Alors que le soleil commence à éclaircir la nuit, je débouche sur le pont du Morgenster, cueilli par 45 nœuds de vent de Sud, bien frisquet. Le port, sans une âme qui vive, est si clapoteux que les embruns mouillent le quai du Commandant-Samary. Deux jours plus tôt, déjà, un incroyable coup de tabac et des trombes d’eau ont contraint d’annuler la première journée d’Escale à Sète, qui a eu lieu du 26 mars au 1er avril derniers.
Il en aurait fallu bien plus pour contrarier la fête qui a fini sous le soleil.

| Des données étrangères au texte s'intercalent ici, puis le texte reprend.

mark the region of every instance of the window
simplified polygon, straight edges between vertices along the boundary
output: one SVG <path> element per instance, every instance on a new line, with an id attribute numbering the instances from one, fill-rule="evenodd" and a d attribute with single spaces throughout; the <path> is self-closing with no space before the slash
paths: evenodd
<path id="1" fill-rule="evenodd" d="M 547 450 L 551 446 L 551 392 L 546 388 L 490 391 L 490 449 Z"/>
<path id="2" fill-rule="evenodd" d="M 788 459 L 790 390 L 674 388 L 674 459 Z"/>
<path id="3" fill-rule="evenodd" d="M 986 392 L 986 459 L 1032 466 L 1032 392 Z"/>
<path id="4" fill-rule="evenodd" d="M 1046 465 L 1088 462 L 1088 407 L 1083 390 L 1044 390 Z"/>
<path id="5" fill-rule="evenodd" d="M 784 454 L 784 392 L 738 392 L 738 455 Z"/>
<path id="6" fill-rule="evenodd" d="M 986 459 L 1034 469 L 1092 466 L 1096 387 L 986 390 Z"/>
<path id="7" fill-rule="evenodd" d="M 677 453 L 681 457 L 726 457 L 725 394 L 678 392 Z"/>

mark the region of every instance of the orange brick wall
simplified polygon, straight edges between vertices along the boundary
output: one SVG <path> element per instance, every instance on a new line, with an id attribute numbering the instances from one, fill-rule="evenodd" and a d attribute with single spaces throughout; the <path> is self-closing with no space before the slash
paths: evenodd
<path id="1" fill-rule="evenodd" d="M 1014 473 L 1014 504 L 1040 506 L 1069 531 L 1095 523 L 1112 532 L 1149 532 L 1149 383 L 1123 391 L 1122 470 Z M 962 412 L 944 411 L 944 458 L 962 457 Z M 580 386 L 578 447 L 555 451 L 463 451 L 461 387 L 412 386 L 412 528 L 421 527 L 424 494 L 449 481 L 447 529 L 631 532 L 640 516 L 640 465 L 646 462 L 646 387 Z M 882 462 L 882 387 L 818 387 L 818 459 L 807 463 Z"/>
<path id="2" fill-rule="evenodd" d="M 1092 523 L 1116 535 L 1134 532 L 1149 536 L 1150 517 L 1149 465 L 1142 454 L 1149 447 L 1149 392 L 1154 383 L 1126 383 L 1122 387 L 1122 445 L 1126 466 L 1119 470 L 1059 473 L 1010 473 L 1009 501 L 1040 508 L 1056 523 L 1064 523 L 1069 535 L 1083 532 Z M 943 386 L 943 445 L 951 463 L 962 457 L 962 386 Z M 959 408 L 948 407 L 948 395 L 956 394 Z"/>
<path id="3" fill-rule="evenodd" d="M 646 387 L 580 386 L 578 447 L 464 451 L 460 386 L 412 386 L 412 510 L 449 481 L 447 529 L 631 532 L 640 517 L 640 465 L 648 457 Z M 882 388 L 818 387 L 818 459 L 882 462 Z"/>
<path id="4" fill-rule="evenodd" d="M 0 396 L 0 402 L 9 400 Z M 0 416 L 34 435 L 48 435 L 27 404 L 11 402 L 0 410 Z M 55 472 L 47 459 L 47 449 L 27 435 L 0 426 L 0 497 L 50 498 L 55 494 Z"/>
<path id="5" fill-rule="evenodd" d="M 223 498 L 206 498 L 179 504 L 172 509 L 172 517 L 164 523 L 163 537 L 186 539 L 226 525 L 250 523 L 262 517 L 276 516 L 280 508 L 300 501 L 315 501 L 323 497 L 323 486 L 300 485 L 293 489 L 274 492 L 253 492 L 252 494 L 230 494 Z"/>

Le public a répondu par une forte affluence à l’offre très riche qui lui était proposée. « Si tu veux tout voir, rencontrer, discuter, il faut au moins trois jours », me lance Raymond Dublanc, vice-président de l’association organisatrice. Il dit vrai. Sous le bout-dehors du Belem, le village japonais se repère aisément à ses koinobori (les « cerf-volants carpe ») et à l’animation autour de la construction d’un honryousen par de jeunes Sétois, dirigés par le charpentier américain Douglas Brooks.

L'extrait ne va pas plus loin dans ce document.